Click here to download a copy. Here’s an excerpt:
January brought cold temperatures and little moisture to Colorado until the very last week when a significant snow storm hit most of the state. Areas near Steamboat Springs and Durango received upwards of 18 inches during the last week of the January, yet due to the dry start to the month, statewide snowpack ended up being only marginally better than the previous month. Increased snowpack percentages across southwestern Colorado were offset by significant decreases in the northeastern basins and all major basins remain below normal for this time of year. Consecutive months of below average snowpack accumulation are statistically decreasing the possibility of reaching normal conditions by April. Last year’s below average snowpack did not offer any buffer to our current situation. Currently, reservoir storage volumes across the state are at 69 percent of average and 66 percent of last year’s storage. The February 1 streamflow forecasts reflect the below average snowpack conditions throughout the state. The San Miguel, Animas, Dolores and San Juan basins are the only areas in the state where forecasts for April to July runoff volumes improved this month. Water users in all basins should start planning for below average surface water supplies this season. The potential for shortages this season is great.

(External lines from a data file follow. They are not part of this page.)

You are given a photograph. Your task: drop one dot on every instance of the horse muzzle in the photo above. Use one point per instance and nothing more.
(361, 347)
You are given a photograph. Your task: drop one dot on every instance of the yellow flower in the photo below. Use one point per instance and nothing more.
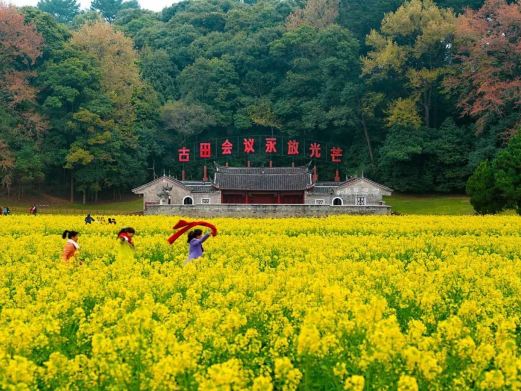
(407, 383)
(354, 383)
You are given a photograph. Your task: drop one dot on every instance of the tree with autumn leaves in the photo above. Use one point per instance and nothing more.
(21, 126)
(487, 75)
(419, 91)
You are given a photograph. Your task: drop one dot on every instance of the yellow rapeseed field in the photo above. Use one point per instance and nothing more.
(356, 303)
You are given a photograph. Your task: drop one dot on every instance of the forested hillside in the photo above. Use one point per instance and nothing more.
(93, 102)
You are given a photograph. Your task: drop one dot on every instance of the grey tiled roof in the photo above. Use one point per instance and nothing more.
(263, 178)
(199, 186)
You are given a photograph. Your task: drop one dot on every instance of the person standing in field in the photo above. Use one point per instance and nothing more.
(195, 244)
(125, 238)
(71, 246)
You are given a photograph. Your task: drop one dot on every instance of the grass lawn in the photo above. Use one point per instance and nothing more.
(400, 203)
(430, 204)
(50, 205)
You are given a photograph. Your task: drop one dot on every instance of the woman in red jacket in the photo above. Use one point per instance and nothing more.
(71, 246)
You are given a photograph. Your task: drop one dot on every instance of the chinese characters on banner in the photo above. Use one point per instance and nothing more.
(268, 145)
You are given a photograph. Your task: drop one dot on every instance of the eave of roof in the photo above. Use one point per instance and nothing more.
(138, 189)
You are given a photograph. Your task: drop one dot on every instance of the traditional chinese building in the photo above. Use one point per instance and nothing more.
(275, 186)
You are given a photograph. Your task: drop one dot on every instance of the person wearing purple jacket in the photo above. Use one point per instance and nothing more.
(195, 244)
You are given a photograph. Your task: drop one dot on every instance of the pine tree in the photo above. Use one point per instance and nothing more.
(63, 10)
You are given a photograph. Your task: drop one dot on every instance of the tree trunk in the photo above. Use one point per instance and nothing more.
(72, 186)
(367, 139)
(427, 97)
(366, 132)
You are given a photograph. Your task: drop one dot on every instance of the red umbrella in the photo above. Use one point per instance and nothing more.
(184, 226)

Snowfall across Colorado was nearly nonexistent for most of January. During this time snowpack percentages were decreasing daily as the gap between current conditions and long-term normals widened. The situation began to improve during late January when storm systems brought much needed moisture to the state. The storms were not enough to tip the scales to normal, but they did help halt the downward slide. Statewide snowpack was at 72 percent of normal as of February 1. The basins that benefited the most from these storms were the basins in the southwest region of the state. The snowpack in the Upper Rio Grande basin increased from from 65 percent of normal on January 1 to 78 percent of normal on February 1. The combined San Miguel, Dolores, Animas and San Juan basins jumped 18 percentage points in January; from 70 percent of normal to 88 percent of normal on February 1. The Arkansas and Gunnison River basins each showed a nominal increase in snowpack percentage compared to last month. The remaining basins in the state showed an overall decline in the percent of normal from what was reported on January 1. The South Platte basin had the largest departure from last month’s report. The snowpack in this basin dropped 13 percentage points this past month, declining from 67 percent of normal on January 1 to just 54 percent of normal February 1.

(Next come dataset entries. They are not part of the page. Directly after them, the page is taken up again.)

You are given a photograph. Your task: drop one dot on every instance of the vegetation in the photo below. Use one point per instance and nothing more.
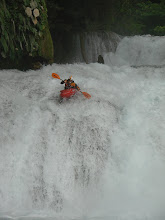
(127, 17)
(22, 27)
(24, 30)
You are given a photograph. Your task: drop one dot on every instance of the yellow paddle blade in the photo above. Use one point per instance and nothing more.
(56, 76)
(88, 96)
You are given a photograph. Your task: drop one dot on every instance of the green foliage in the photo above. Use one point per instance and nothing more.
(20, 33)
(139, 17)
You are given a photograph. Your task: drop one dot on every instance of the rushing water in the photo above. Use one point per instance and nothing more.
(97, 159)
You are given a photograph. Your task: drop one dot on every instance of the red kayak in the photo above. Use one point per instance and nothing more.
(67, 93)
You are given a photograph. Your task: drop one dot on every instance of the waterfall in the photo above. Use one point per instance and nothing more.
(138, 51)
(96, 159)
(84, 47)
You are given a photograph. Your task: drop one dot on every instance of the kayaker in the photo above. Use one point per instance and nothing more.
(69, 83)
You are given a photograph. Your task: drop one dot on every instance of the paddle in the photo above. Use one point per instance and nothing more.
(56, 76)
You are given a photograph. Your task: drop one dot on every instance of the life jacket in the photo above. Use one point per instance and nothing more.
(71, 84)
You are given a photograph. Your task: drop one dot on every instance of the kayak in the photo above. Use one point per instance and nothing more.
(67, 93)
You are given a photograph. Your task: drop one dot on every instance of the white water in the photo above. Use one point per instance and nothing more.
(99, 159)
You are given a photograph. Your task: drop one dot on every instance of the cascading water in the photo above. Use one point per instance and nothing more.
(99, 159)
(84, 47)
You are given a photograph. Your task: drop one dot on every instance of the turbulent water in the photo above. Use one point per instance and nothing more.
(97, 159)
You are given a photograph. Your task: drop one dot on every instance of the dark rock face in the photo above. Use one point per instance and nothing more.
(80, 47)
(100, 59)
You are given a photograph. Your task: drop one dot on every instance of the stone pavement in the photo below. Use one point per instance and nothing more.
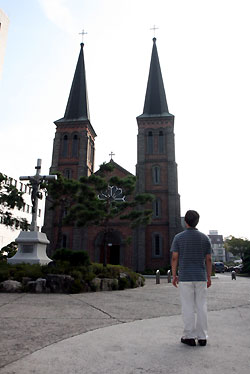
(132, 331)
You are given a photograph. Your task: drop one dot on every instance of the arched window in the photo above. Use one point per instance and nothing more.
(156, 174)
(75, 146)
(64, 241)
(157, 208)
(65, 146)
(157, 245)
(150, 142)
(161, 142)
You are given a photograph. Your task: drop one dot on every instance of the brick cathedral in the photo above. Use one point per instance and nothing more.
(156, 172)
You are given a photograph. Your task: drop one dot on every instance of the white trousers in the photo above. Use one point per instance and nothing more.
(194, 309)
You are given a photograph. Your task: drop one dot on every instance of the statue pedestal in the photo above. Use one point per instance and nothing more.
(31, 248)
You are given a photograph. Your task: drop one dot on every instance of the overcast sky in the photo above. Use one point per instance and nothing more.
(203, 47)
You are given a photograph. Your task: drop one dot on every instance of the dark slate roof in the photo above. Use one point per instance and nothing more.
(77, 107)
(155, 104)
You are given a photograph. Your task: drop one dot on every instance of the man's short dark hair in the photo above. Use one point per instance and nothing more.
(192, 218)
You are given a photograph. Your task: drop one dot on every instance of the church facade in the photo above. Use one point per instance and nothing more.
(156, 172)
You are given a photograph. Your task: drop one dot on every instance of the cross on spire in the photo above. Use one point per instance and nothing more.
(111, 155)
(82, 33)
(154, 28)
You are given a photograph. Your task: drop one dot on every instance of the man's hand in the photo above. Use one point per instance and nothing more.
(175, 281)
(209, 283)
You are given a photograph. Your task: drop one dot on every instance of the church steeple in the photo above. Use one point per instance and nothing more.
(77, 106)
(155, 104)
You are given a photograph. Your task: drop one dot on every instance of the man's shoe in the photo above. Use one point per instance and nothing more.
(188, 341)
(202, 342)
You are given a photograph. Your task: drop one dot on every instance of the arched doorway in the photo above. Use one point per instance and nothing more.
(114, 248)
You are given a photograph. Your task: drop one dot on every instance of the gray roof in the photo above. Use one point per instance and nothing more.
(77, 106)
(155, 100)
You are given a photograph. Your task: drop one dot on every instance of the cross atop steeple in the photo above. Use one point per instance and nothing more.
(82, 33)
(154, 28)
(111, 155)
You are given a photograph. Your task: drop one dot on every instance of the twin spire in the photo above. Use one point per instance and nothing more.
(155, 104)
(155, 100)
(78, 106)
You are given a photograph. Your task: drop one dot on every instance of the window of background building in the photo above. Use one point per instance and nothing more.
(65, 146)
(157, 245)
(150, 142)
(161, 142)
(156, 174)
(75, 146)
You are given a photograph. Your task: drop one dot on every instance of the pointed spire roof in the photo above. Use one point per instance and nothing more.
(155, 104)
(77, 107)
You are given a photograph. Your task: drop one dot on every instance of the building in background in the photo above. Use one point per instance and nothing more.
(218, 250)
(4, 24)
(156, 172)
(9, 234)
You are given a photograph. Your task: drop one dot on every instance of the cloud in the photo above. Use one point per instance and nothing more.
(59, 12)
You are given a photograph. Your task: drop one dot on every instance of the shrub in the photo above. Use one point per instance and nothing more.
(75, 258)
(77, 286)
(123, 283)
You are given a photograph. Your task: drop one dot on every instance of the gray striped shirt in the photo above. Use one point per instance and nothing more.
(192, 246)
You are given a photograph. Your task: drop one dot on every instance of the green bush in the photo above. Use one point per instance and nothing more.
(75, 258)
(77, 286)
(123, 283)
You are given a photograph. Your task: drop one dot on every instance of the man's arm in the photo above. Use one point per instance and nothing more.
(174, 264)
(209, 269)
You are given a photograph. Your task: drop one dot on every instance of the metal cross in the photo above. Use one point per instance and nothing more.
(154, 28)
(35, 182)
(82, 33)
(111, 154)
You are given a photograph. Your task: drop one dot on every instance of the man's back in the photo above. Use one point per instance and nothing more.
(192, 247)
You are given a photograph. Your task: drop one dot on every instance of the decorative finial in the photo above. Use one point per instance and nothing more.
(154, 28)
(111, 155)
(82, 33)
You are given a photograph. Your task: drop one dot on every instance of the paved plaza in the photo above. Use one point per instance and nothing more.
(131, 332)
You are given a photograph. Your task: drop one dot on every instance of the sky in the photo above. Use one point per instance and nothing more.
(203, 47)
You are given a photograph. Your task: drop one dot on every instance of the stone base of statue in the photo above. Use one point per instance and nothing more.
(31, 248)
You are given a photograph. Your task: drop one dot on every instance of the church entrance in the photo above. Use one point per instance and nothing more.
(113, 248)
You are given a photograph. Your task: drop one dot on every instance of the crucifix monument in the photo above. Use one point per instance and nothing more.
(32, 244)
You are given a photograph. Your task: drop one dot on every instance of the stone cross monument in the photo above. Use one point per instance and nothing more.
(32, 244)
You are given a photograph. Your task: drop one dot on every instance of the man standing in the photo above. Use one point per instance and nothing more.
(191, 253)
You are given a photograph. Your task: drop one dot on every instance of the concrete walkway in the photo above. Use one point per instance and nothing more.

Precipitation across the state during the month of January was 83 percent of average. Statewide totals were influenced by above average monthly totals recorded in the Upper Rio Grande and the combined basins of the San Miguel, San Juan, Dolores and Animas Rivers. During January the Upper Rio Grande basin received precipitation that was 107 percent of average for this time of year and precipitation in the southwest basins was 120 percent of average. The Gunnison basin came in at 90 percent of average for the month. The remaining basins received between 69 and 72 percent of average precipitation during January with the exception of the South Platte Basin. The South Platte basin recorded just 50 percent of the average precipitation for the month. Year to date precipitation for the state remains below average for this time of year; as of February 1 total precipitation was just 72 percent of average.

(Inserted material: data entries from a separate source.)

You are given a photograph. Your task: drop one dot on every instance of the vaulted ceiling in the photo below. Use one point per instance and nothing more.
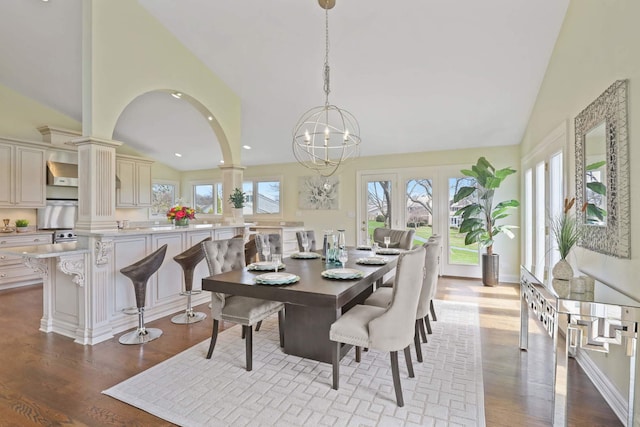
(419, 75)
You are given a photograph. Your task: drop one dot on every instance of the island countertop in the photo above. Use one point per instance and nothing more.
(46, 251)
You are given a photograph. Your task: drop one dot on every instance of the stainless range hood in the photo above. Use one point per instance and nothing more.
(62, 174)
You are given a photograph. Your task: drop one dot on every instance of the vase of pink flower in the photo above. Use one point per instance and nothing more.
(180, 215)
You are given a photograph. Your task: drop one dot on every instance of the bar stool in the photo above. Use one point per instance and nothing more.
(188, 260)
(139, 274)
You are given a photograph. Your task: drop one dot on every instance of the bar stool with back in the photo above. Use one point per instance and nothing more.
(139, 274)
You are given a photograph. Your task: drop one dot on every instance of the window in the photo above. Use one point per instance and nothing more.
(263, 197)
(207, 198)
(163, 196)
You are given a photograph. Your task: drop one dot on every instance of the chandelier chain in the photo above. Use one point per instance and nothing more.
(327, 87)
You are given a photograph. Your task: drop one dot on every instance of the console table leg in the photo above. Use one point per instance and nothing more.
(561, 356)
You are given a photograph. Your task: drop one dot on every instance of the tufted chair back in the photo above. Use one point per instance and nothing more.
(394, 329)
(223, 256)
(311, 237)
(401, 239)
(273, 240)
(430, 281)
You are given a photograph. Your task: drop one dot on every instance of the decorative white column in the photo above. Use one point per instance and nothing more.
(96, 184)
(231, 179)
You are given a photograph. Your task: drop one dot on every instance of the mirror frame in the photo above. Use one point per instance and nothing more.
(611, 108)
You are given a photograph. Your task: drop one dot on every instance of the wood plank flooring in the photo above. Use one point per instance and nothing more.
(48, 380)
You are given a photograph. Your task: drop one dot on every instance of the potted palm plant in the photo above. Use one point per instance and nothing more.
(480, 215)
(237, 199)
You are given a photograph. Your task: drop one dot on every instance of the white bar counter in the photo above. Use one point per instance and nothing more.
(85, 297)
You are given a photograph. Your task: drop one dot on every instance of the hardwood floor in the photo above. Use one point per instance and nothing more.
(48, 380)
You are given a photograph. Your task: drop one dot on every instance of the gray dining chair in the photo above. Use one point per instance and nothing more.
(227, 255)
(386, 329)
(382, 297)
(311, 238)
(401, 239)
(273, 240)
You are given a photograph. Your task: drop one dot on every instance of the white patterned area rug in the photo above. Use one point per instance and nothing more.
(283, 390)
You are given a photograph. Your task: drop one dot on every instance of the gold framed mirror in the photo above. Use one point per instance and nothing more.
(602, 173)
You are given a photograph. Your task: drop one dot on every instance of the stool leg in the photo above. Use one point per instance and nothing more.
(142, 334)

Due to last winter’s poor snowpack, reservoir storage volumes continue to track below average levels. At the end of January reservoirs within the state were storing 2,311,000 acre feet of water. At this same time in 2012, reservoirs in the state held 3,606,000 acre feet. Below average storage volumes were reported at the end of January in the Arkansas, Gunnison, Colorado, South Platte, Upper Rio Grande and the combined San Juan, Animas, Dolores, and San Miguel basins. The greatest departure from average was in the Upper Rio Grande basin which reported its reservoirs volumes at just 51 percent of average. The Yampa and White River basins reported reservoir storage to be 103 percent of average and 85 percent of last year’s storage. The storage in the Yampa and White basins may currently be above average, but these basins have the smallest reservoir capacity in the state.
Streamflow forecasts across the state reflect the below normal snowpack conditions measured on February 1. Forecasts for all points across Colorado are calling for below normal seasonal streamflow volumes this spring and summer. The lowest forecasts, as a percent of normal, occur in the Arkansas and South Platte basins. Forecasts in these basins are less than 65 percent of normal and as low as 45 percent of normal for the April to July time period. Forecasts for the Colorado, Gunnison, and Yampa and White basins have declined from those issued last month; expected streamflow volumes in these basins generally range from 50 to 70 percent of normal. As a result of the large snowfall amounts received in January, current runoff forecasts in the Upper Rio Grande and the combined San Juan, Animas, Dolores and San Miguel basins have improved somewhat from last month’s predictions. It is important to note that at this point in the season the mountains have typically accumulated 60 percent of their annual snowpack in Colorado. The potential for recovering to normal conditions at this point in the season is not promising, but it is possible if we see exemplary spring conditions.